Chi vuole essere felice lo sia:
del futuro non c’è certezza.
Li segue Mida:
tutto quello che tocca diventa oro.
ma a cosa serve avere la ricchezza,
se poi non ci si accontenta mai?
Quale piacere potrà mai sentire
chi continua ad avere sete (desiderio)?
Chi vuole essere felice lo sia:
del futuro non c’è certezza.
Ognuno apra bene le orecchie,
nessuno riponga le proprie speranze nel futuro;
oggi siamo, giovani e vecchi,
tutti felici, sia le donne che gli uomini;
si allontani ogni pensiero infelice:
continuiamo a festeggiare.
Chi vuole essere felice lo sia:
del futuro non c’è certezza.
Donne e giovani innamorati,
evviva Bacco evviva Amore!
Ognuno suoni, balli e canti!
Il cuore sia ardente di dolcezza!
Nessuna fatica e nessun dolore!
Quello che deve succedere, accada.
Chi vuole essere felice lo sia:
del futuro non c’è certezza.
Canzona di Bacco spiegazione e commento
La canzone è composta da sette strofe di versi ottonari a rima varia, con un ritornello che si ripete ad ogni strofa. Il linguaggio è semplice e quotidiano. Sono ricorrenti i verbi e gli aggettivi che riguardano la gioia, la festa e il divertimento.
La Canzone di Bacco di Lorenzo de’ Medici è la più celebre tra i canti carnascialeschi.
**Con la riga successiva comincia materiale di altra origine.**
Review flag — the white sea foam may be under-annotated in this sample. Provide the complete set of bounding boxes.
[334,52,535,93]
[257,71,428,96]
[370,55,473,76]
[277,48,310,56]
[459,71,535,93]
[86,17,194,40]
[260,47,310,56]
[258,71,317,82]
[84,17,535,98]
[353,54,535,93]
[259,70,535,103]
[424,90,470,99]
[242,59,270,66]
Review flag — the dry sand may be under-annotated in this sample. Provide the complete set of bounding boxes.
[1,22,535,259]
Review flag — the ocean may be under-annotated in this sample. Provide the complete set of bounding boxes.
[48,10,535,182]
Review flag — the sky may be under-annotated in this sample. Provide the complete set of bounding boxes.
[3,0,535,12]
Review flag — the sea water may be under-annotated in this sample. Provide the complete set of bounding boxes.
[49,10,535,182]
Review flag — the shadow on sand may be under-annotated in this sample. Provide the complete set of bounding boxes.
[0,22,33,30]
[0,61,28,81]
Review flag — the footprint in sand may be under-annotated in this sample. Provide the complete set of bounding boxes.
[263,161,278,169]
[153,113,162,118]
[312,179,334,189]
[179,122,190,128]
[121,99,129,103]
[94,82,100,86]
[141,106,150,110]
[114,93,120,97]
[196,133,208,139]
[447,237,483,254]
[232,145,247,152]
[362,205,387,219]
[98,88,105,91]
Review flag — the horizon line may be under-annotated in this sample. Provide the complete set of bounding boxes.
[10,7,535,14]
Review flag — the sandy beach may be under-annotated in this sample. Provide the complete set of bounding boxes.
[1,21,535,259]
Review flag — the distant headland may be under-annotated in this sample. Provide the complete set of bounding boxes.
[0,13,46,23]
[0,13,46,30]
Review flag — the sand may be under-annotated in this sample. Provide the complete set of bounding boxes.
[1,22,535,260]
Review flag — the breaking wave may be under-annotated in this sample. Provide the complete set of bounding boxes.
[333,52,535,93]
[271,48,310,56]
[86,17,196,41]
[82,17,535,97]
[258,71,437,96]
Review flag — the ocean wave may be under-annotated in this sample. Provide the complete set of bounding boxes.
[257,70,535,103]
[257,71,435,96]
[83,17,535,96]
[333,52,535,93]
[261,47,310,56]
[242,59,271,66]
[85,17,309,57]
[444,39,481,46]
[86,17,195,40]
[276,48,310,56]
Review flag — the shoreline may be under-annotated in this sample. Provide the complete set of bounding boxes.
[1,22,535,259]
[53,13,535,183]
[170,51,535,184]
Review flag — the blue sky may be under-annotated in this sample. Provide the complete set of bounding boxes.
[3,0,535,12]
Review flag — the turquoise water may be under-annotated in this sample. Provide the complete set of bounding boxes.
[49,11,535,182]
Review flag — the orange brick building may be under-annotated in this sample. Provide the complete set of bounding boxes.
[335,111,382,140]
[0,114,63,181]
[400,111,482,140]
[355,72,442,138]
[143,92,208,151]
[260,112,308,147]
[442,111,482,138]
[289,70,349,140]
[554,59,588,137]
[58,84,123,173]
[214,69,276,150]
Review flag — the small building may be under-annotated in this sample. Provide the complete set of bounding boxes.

Animata da un ritmo facile e incalzante in cui si concreta musicalmente l’invito a godere del tempo che fugge, esprime in realtà il vivo sentimento dell’inquetudine e della precarietà.
Le prime cinque strofe della Canzona di Bacco presentano, in una ben precisa successione, i diversi personaggi mitologici del carro trionfale: Bacco, dio dell’ebbrezza (Dioniso greco), e Arianna sua sposa, figlia di Minosse e di Pasifae; insieme rappresentano l’amore.
Con loro ci sono le ninfe (prima strofa), simbolo dell’erotismo femminile, della bellezza, della vitalità e della natura, e i satiri (seconda strofa), che rappresentano l’erotismo maschile. Le ninfe accettano l’inganno amoroso dei satiri (terza strofa): perché solo le persone rozze e incapaci di amare possono resistere all’Amore.
Segue Sileno, che fu precettore di Bacco (quarta strofa), è un uomo vecchio, sempre ubriaco e in carne: rappresenta i piaceri della tavola, del cibo. Dopo di lui, viene il re Mida, che aveva ottenuto dal dio Bacco, come ricompensa per avergli ritrovato Sileno, il dono (rivelatosi poi rovinoso) di trasformare in oro tutto ciò che avrebbe toccato (quinta strofa).
Le due strofe finali si rivolgono a tutta la città in festa, con un rinnovato invito alla gioia e al godimento, alla sospensione di ogni pena; ma l’esaltazione dionisiaca resta comunque velata da quel ripetersi del verso finale del ritornello, che suggella tutto il componimento: «Chi vuol esser lieto sia: di doman non c’è certezza».